DFO and how it handled observer’s and concerns.

OldBlackDog

Well-Known Member
Please note who really got this going.

‘Shut him down’​

A week into 2020, Misty MacDuffee, the wild salmon program director at the Raincoast Conservation Foundation, reached out to The Narwhal with a tip. MacDuffee had heard from an observer that people in his position were being mistreated at sea, and that it had major consequences for how bycatch — sea life that is unintentionally caught and sometimes has to be discarded — is reported.

“I think it is atrocious and needs to be exposed,” MacDuffee wrote in her email.

That email set off the investigations that would run, respectively, in The Narwhal five months later and in VICE a year later


 
As an ex commercial fisherman I can atest to the accuracy of the facts of this article. The treatment of trawler observers was also applicable on trollers, gillnetters and seiners. Observers are a threat to the fishery they are observing and are treated as such. In response to this DFO has moved to camera requirements for many fisheries. This takes away any ambiguity.
 
As an ex commercial fisherman I can atest to the accuracy of the facts of this article. The treatment of trawler observers was also applicable on trollers, gillnetters and seiners. Observers are a threat to the fishery they are observing and are treated as such. In response to this DFO has moved to camera requirements for many fisheries. This takes away any ambiguity.
Appreciate your honesty. One would hope that the new electronic monitoring system is foolproof and that in the event of a malfunction the fishing activity must come to an end. This would ensure that the recorded catch matches the delivered catch and make it impossible to fish without accurate oversight.
 
As an ex commercial fisherman I can atest to the accuracy of the facts of this article. The treatment of trawler observers was also applicable on trollers, gillnetters and seiners. Observers are a threat to the fishery they are observing and are treated as such.

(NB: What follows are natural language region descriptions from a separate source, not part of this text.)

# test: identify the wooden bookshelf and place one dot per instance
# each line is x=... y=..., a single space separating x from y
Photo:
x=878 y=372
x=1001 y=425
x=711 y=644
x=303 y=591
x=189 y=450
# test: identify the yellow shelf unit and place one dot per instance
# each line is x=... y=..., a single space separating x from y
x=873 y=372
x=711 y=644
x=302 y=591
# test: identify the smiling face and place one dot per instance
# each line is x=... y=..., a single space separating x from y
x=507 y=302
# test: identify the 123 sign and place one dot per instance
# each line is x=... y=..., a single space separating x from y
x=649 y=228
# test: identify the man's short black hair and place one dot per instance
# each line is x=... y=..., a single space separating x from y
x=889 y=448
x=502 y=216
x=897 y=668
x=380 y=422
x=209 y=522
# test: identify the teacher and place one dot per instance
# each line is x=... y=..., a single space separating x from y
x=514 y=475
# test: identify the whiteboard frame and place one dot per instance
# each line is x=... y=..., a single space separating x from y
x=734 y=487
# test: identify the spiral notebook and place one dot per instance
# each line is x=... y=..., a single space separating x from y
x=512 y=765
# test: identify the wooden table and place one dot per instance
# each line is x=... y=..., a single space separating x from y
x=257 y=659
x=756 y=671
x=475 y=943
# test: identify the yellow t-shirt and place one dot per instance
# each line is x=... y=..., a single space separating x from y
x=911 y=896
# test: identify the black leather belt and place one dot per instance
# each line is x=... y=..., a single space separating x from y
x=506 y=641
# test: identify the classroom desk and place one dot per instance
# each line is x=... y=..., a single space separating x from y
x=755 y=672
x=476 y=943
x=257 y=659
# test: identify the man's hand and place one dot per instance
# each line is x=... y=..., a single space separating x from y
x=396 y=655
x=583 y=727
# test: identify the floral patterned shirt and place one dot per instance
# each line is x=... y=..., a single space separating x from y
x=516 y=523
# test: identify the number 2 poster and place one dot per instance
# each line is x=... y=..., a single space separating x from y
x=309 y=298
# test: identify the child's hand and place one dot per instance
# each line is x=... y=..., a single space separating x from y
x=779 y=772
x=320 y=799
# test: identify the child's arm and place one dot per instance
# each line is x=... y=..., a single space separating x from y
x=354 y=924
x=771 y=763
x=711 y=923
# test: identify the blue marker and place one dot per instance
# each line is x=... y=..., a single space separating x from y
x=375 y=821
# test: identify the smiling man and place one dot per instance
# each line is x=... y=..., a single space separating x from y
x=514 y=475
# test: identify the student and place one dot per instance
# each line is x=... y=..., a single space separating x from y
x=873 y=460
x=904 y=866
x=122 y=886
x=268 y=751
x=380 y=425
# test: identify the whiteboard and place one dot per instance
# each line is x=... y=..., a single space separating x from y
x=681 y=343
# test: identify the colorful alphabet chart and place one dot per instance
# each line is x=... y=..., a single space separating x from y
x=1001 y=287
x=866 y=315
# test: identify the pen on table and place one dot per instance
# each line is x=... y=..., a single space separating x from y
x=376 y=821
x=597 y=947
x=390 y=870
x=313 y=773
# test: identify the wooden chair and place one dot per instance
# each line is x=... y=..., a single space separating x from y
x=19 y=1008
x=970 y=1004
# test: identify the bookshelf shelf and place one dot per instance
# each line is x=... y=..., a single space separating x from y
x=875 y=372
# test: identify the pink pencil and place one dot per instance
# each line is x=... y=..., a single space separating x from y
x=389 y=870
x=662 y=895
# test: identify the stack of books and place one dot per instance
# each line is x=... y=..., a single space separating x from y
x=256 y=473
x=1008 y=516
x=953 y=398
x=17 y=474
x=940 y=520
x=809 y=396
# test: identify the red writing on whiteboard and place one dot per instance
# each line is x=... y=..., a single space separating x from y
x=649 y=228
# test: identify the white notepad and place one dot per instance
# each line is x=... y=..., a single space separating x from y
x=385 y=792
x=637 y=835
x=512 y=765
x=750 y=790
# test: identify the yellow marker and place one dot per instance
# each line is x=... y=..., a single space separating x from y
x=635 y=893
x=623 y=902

Not in all troll fisheries...

One of the first things I did simply to be doing something when we moved down from the Arctic was to sign up as an Observer on a special Area G Research Project. I found it to be quite enjoyable. Heard rumors of what this article refers to, so discussed that with many of the skippers I had become friends with. At that time Archipelago was running the observer's with Area G, and yes, there are many many complaints (from the fisherman's side). So, I decided to do something about that...

The next year I had already formed my Consulting Company, and recruited enough ex skippers / deckhands to fill the required numbers of observers. Put in a bid (bid basically for wages that year) and beat out the competition. Only once in the many years after that did Archipelago place a countering bid. My response was to inform them to withdraw that, or I would take away their dragger contracts with exactly the same methods. They complied.

Our team enjoyed a very good working relationship with the fleet for many many years.
In fact many strong friendships developed as a consequence, including myself and the Skipper I still work with (not as an observer) today.

I understand that what the article describes occurred in sufficient numbers to warrant the examination of that.
But it most certainly wasn't the case in ours.